FM: Okay, so you came to your adoptive family basically from hospital. 

Yes, I was in the hospital for 5 weeks.  I had health concerns.  I was born with turned-in feet.  They had to put casts on for alignment and see that that was working, and then after the 5 weeks to double-check everything, they brought me home. 

FM: Okay.  So I’m gathering that your folks are long-time Cottage County residents?

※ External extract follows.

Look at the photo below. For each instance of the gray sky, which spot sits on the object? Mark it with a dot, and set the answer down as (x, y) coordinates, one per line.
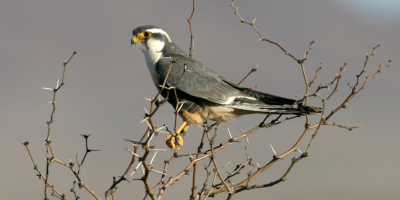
(108, 78)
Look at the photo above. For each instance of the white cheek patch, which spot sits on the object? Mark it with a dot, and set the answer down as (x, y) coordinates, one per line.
(154, 45)
(157, 30)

Yes.  Dad was born and raised in Toronto.  He moved up here in the early 60s to start teaching and he’s been here ever since.  Mom’s dad was a long-time resident here.  He was big in real estate around here.  He and his partner sold half the county.  So mom was raised here.  The furthest away she’s lived is Littletown.  And then she came back up here.  She and dad met up here, got married up here.  And mom died up here.  Last month. 

FM: Oh, I am sorry about that.  And thank you for doing this under those circumstances.  Actually, her voice was on the answering machine. 

Two reasons for that.  First, a nice little reminder to keep her around a bit.  Secondly, neither dad nor I are technically savvy enough to change the message – we can erase the messages, but that’s it. 

FM: Okay…  so, how was school for you academically, and what did you mean about the year in Lakeville elementary being ‘fun’…

School was an interesting time for the simple fact that I have an IQ of 184 which according to the tests I’ve taken is borderline genius.  Not to sound conceited or anything, I’m smarter than average.  The problem is that when I was in kindergarten I was taught to hold a pen or pencil differently than most people, because I was left handed, the only one in my class to be left handed.  So the way she taught me, once it was hard wired she taught me to write that way, it cramps the muscles in my hand.  And after about 5 minutes of writing, it’s actually painful for me to write.  So Pavolovian training, it pains me to write, I don’t want to write.  So I don’t write.  Which really hurt me in the fact I didn’t do homework assignments.  It frustrated my teachers, it frustrated my parents.  And it hurt me – things like oral tests, multiple answer, things that didn’t require much writing, I aced them.  But when it came to essay questions, writing out paragraph after paragraph of stuff, I sometimes just wouldn’t bother to do it because my brain already knew, writing equals pain. 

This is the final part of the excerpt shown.